だけど、俺はそんな自分を見たくない。だけど、本心は・・・。
娘はそれを、そんな父親をごく自然に察している。そして、それを受け入れようとしている。
「パパ。」
絵梨香の呼ぶ声で現実に引き戻された。
座っているベンチに覆いかぶさるようにして茂る木々の間に、風が通り抜け葉が音を鳴らした。
急に、絵梨香に対して申し訳ない気持ちでいっぱいになった。
「絵梨香。」
絵梨香の顔を覗きこんだ。絵梨香もまっすぐに俺の目を見た。
「いろんな事を思い起こすと、ママに寂しい思いをさせたのはパパだ。そのことも含めて・・」
自分の中でゆっくりと復唱した。
そう、その事も含めて、原因を作ったのは自分だ。それだけではないといえば、そうかもしれないけど。
「結果的には離婚してしまい、絵梨香にも寂しい思いをさせている。すまないと思っている。

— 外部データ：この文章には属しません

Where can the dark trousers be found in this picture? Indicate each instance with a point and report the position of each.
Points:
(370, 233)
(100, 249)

だから、そんなこと考えられない。自分の事など考えられない。とても・・・。それに絵梨香が隆博のことを憎む気持、それはパパに向けられるべきものなんだよ。」
絵梨香が口を開いた。
「私の中にくすぶっている気持はやはりまだあるんだけど、いつまでもそれを見ていたら先に進めないもんね。隆博さんは絵梨香のこと、強く抱きしめてくれた。あの暖かさ、あの気持は本当なんだと思う。だから私も物事をもっといいふうに考えていこうと思っている。」
「それと、ママのこと、そう、仲良く元通りに暮らせたら、それがいちばんだと思っていたけど、そうすることは、パパもママも両方が嘘をついていることになる。きっと、どこかで苦しくなっちゃう。」
「うまく言えないんだけど、パパが望んでいること、叶えて欲しいの。」
「いろんな事がすっきりして、今すぐにでもゴーサインが出るとは限らないけど、過ぎてしまったら取り戻せないものがあるような気がするの。今なら・・・今しか・・・」
彼女が芝生の上に、視線を泳がせるようにして、言葉を探していた。
絵梨香が本当はこのことを、戸惑いながらも決心し、そして今でも戸惑っていることがわかった。だけど、一生懸命な娘の気持ちがひどく嬉しくて、涙が出そうになった。
そうだな。ここに戸惑ったままではいけないんだな。
「絵梨香。ありがとう。会ってみようか。日本に帰ったら。」
真夏の陽光にきらめく木々の葉の間からもれる光が、彼女の顔に当たって彼女の表情を輝かせているように見えた。
絵梨香は笑った。風が吹いて、彼女の着ているコットンのサンドレスの裾を大きく膨らませて、そして通り過ぎていった。
何だかほっとした。長年胸につかえていたものがやっと取れたような気がした。